L’enquête de L214 s’est également intéressée à l’un des élevages de dindes qui fournit cet abattoir. Comme dans beaucoup d’exploitations intensives, les animaux y sont entassés dans un bâtiment fermé sans jamais avoir accès à l’extérieur, piétinant un sol imbibé de fientes. « Les dindes qui finissent en barquette, vendues sous la marque Le Gaulois dans les rayons de supermarchés, n’ont jamais connu un brin d’herbe » résume Sébastien Arsac, cofondateur de L214, qui lance une pétition en ligne pour demander la suspension immédiate de l’agrément de cet abattoir. On notera à ce sujet que les pétitions de L214, de par leur ampleur nationale, arrivent souvent à faire plier les autorités et les marques. Difficile en effet de rester insensible à tant de souffrance animale.

Les cadavres de dindes qui n’ont pas survécu aux conditions de transport s’entassent dans les poubelles de l’abattoir.

Pour le rappeur Gringe, qui soutient cette cause, « cette pétition qu’on peut tous signer, c’est le droit qui nous est donné de contester et de mettre fin à l’ignominie des conditions de vie et de mort de ces animaux. » Constatant ces multiples violations flagrantes des règles qui encadrent la mise à mort des volailles, L214 dépose également plainte contre le transporteur Avilog et l’abattoir de Blancafort pour maltraitance envers les animaux. « La réglementation qui encadre l’élevage, le transport et la mise à mort des animaux est dérisoire, et elle n’est même pas respectée. Si l’abattoir de Blancafort continue de fonctionner en l’état, alors il faudra se rendre à l’évidence : la réglementation ne sert à rien » déplore Sébastien Arsac.

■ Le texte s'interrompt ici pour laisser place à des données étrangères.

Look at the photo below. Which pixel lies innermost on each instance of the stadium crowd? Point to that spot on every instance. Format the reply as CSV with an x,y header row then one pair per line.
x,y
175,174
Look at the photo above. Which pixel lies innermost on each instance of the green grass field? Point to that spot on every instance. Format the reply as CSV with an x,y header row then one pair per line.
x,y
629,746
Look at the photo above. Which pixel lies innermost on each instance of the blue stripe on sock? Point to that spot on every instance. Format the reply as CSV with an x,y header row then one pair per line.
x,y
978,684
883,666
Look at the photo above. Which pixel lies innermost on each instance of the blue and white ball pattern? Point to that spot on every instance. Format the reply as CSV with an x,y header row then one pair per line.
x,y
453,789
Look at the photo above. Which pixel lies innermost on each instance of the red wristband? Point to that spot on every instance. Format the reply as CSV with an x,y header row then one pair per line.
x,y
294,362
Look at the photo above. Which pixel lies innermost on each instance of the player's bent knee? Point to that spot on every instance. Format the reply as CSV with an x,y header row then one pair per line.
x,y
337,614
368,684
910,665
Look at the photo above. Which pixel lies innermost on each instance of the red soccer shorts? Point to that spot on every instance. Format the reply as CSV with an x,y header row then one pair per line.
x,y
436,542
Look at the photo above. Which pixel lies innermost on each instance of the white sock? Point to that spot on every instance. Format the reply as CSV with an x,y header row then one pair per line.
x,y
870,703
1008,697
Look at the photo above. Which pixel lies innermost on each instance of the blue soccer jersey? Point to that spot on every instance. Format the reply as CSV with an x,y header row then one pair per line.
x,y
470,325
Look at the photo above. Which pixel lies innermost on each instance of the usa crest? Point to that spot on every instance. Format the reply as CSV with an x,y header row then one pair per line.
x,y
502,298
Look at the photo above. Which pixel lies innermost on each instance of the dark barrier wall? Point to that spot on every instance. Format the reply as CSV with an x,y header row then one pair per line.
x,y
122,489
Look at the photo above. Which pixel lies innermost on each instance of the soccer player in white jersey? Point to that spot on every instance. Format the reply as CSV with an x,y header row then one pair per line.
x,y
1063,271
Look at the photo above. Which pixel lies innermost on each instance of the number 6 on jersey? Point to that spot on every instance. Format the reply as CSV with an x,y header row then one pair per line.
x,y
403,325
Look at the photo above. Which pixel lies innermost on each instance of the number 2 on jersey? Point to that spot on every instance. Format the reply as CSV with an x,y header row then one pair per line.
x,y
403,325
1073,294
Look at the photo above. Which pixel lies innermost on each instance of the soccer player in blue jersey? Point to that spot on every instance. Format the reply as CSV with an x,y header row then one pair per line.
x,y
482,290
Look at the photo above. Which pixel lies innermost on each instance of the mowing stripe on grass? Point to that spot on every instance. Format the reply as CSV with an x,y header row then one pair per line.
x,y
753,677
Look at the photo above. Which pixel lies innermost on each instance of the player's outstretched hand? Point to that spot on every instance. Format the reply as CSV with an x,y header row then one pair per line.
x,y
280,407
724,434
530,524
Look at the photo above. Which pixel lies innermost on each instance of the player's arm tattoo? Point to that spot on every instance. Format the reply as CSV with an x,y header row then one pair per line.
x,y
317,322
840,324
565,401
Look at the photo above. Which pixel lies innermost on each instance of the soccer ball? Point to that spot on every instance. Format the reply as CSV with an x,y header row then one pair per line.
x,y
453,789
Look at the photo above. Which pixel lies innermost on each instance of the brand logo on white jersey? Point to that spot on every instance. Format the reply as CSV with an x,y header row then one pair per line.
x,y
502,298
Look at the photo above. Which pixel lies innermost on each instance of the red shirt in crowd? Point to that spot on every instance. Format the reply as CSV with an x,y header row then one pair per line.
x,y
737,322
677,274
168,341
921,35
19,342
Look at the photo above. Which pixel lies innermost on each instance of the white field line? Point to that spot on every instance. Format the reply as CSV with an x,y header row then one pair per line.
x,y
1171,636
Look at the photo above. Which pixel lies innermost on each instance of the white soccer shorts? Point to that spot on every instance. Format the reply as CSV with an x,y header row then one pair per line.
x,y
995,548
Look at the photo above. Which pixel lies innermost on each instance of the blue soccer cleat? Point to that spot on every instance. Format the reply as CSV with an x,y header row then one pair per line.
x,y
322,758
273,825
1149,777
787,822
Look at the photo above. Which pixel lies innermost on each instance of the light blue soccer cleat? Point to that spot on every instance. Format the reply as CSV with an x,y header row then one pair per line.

Au-delà de la nécessité de s’assurer du respect des règles en vigueur aujourd’hui, des évolutions législatives sont clairement indispensables pour mettre fin aux maltraitances animales liées à l’élevage intensif et à l’abattage industriel des animaux. En attendant, le meilleur repas en cette période festive est celui qui n’invite pas la souffrance animale et le réchauffement climatique dans notre assiette.